BETANEWS.ID, DEMAK – Program penanaman sorgum yang kembali digalakkan oleh pemerintah pusat untuk menjaga ketahanan pangan saat kemarau dinilai mempunyai prospek bagus, tak terkecuali di Kabupaten Demak.
Koordinator Penyuluh Pertanian Lapangan (PPL) Wonosalam, M Hisam mengatakan, saat kemarau prospek yang dimiliki sorgum lebih baik dari pada kacang hijau.
Baca Juga: Kemarau, Kacang Hijau di Demak Melimpah
“Perakaran sorgum itu kan menembus sampai ke bawah tanah. Kalau kacang hijau kan tidak bisa, jadi sorgum itu lebih tahan terhadap kekeringan,” katanya Kamis (10/8/2023).
Berbeda dengan tanamam lain, sorgum yang dapat digunakan sebagai sumber pangan, pakan ternak, dan bahan baku industri justru lebih tahan panas. Hal itu, dikarenakan memiliki akar yang panjang untuk menjangkau kedalaman tanah.
“Misalnya saja kedalaman tanah 10-20 centimeter dari permukaan tanah itu bisa dijangkau akar sorgum, tetapi kacang hijau kan tidak bisa. Makanya sorgum lebih tahan kekeringan,” imbuhnya.
Tidak hanya itu, sorgum juga tahan terhadap organisme pengganggu tumbuhan . Sehingga ia memperkirakan sorgum memiliki porspek yang lebih bagus daripada tanaman lain.
Namun di sisi ekonomi, sorgum masih kalah dengan kacang hijau yang memiliki harga Rp 16 ribu per kilogram di pasaran, sedangkan sorgum hanya Rp 6 ribu.
“Dari segi ekonomis memang lebih ke kacang hijau, karena kacang hijau hanya memakan waktu dua bulan selain itu nilai jualnya juga lebih tinggi,” terangnya.

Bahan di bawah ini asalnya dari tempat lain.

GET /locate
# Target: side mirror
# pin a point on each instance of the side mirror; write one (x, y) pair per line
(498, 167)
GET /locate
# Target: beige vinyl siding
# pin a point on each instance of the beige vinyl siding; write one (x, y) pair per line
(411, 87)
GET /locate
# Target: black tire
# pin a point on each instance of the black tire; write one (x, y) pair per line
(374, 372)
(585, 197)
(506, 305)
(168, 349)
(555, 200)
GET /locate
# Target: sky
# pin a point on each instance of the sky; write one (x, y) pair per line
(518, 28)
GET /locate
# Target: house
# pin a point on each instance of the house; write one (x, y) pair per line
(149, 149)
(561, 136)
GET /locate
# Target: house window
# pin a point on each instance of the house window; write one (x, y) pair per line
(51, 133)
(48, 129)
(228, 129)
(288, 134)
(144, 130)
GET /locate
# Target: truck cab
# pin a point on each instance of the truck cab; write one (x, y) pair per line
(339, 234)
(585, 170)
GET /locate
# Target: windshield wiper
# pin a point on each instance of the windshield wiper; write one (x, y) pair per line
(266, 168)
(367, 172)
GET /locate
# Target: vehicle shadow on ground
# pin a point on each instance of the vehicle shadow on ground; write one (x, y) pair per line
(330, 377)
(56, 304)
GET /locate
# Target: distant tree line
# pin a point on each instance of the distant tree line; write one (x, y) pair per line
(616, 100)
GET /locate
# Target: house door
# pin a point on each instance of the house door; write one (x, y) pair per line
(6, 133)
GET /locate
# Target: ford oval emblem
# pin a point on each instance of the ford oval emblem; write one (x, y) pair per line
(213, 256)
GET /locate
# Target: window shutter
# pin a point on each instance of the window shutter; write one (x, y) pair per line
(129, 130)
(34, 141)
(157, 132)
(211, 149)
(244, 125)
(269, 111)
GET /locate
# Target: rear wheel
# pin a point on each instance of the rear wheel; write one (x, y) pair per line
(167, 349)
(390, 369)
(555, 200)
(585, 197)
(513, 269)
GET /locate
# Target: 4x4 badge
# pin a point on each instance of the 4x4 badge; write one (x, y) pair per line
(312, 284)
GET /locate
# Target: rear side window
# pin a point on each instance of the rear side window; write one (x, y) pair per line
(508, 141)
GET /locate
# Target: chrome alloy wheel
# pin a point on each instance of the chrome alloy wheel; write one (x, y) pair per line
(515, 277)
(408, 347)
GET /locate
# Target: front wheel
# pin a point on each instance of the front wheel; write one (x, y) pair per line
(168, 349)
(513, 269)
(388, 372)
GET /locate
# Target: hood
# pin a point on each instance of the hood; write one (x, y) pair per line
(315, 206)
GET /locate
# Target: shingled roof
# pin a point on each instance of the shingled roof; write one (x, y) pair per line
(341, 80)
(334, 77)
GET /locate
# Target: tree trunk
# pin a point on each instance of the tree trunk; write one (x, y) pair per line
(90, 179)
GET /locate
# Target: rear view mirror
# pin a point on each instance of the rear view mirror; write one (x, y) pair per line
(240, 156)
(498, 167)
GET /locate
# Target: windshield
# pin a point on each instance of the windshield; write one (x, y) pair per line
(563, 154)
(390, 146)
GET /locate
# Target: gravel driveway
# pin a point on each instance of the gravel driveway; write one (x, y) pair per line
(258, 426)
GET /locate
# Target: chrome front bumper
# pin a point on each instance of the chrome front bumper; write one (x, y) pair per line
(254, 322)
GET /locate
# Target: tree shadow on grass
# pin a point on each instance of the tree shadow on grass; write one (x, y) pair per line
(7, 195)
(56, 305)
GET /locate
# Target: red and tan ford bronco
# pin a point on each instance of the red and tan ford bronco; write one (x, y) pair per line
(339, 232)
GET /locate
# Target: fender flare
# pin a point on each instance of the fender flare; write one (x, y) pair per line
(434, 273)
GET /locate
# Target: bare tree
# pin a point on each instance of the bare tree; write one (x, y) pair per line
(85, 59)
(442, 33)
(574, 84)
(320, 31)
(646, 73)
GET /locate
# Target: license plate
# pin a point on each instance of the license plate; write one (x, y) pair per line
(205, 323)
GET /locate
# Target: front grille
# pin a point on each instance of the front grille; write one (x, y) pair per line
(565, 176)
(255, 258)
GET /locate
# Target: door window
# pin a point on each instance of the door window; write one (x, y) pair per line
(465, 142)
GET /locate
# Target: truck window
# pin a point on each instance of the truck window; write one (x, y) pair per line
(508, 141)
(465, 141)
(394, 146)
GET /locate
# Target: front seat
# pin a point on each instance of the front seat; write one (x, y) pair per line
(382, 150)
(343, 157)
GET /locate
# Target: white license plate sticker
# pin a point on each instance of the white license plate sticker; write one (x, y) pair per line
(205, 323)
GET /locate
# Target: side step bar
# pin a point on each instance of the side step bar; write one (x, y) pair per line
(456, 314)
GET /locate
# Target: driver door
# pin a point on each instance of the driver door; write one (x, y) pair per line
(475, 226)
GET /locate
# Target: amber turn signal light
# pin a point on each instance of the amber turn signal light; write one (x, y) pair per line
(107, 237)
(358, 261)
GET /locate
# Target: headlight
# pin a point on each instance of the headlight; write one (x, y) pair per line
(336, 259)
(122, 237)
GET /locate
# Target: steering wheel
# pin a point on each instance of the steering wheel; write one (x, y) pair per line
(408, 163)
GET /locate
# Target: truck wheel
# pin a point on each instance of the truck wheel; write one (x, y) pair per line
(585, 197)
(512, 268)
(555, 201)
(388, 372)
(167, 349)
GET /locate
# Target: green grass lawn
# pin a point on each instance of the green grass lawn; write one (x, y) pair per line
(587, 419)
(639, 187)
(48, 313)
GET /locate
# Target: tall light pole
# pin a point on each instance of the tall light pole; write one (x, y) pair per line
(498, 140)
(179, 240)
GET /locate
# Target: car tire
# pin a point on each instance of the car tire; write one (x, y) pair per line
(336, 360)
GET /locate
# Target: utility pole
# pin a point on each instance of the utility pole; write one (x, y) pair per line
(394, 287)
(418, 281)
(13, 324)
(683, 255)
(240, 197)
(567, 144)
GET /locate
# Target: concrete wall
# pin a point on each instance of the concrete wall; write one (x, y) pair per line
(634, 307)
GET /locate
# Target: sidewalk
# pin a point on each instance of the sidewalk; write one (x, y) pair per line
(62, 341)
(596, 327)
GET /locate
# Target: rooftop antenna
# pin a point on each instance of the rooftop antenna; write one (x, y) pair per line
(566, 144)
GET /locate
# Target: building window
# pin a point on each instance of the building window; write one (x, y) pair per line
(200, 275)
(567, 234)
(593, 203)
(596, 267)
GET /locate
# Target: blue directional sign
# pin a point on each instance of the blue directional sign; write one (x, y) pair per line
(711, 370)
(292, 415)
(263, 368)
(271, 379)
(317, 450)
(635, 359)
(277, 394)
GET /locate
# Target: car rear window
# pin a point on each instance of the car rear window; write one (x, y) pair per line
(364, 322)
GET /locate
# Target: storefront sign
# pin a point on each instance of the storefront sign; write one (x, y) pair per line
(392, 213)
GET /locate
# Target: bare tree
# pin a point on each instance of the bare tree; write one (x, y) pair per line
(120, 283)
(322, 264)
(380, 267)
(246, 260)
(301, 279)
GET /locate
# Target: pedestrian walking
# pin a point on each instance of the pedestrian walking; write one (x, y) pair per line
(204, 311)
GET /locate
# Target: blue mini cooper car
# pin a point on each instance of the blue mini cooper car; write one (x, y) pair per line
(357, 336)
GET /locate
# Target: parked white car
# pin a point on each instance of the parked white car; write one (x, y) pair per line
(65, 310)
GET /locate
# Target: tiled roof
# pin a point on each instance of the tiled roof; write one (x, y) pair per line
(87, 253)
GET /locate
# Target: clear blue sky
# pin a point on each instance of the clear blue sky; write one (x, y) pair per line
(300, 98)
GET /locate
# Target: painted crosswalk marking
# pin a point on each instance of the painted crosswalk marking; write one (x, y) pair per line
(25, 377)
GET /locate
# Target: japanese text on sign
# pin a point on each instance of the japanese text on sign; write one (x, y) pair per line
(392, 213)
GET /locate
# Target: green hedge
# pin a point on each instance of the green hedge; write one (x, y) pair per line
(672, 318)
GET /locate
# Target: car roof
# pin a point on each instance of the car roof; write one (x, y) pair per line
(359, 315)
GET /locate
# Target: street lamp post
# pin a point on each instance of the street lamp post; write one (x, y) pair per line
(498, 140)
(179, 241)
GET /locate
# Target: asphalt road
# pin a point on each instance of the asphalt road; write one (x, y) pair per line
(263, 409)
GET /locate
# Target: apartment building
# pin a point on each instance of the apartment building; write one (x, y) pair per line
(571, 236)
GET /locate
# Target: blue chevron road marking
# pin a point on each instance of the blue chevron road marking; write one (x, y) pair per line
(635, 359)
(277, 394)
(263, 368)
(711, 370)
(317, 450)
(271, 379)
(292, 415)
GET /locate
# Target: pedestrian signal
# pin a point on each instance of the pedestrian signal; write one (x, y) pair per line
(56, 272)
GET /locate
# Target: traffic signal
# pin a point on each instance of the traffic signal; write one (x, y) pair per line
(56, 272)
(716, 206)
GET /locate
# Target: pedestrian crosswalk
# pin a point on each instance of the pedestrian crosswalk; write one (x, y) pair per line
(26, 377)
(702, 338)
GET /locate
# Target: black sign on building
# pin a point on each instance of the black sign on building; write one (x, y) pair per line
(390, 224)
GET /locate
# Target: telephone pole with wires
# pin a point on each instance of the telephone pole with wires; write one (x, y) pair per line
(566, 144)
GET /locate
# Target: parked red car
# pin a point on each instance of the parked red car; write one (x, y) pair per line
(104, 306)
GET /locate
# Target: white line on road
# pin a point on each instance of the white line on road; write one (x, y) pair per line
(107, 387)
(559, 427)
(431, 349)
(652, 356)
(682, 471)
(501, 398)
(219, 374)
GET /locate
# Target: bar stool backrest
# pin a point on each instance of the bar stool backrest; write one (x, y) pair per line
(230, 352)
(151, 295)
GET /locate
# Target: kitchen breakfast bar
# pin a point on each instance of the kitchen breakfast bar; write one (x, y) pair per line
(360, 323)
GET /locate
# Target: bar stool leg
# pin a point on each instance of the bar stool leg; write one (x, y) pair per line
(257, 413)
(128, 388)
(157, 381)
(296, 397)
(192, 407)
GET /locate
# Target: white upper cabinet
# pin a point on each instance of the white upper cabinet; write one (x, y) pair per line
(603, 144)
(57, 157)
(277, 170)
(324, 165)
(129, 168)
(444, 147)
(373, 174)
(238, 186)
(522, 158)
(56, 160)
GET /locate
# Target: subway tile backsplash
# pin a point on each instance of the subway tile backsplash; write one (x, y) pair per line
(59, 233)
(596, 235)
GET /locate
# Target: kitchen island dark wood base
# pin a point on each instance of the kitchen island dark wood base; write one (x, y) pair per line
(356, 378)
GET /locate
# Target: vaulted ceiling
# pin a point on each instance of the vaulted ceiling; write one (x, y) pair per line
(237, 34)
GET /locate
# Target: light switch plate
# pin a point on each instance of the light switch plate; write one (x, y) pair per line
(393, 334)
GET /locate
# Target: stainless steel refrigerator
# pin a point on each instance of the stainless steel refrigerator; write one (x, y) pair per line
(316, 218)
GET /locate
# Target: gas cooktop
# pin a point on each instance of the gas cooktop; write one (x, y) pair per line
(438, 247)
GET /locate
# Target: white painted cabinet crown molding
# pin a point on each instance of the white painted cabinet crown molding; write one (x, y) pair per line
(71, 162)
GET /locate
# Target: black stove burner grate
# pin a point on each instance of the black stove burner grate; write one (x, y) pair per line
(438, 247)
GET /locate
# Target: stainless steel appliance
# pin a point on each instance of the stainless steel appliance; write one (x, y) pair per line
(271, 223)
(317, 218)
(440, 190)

Baca Juga: Menjaga Hutan Mangrove, Langkah Dukuh Bedono Bentengi Diri dari Kenaikan Permukaan Laut
Hisam meyakini, sorgum akan menjadi tanaman ideal saat musim kemarau. Terlebih di Kabupaten Demak yang dulunya pernah menjadi sentra sorgum. Terutama wilayah Kecamatan Guntur, Demak kota, dan Bonang.
Untuk merealisasikannya, PPL Wonosalam saat ini tengah melakukan uji coba penanaman sorgum di Desa Trengguli pada lahan seluas 10-15 hektare.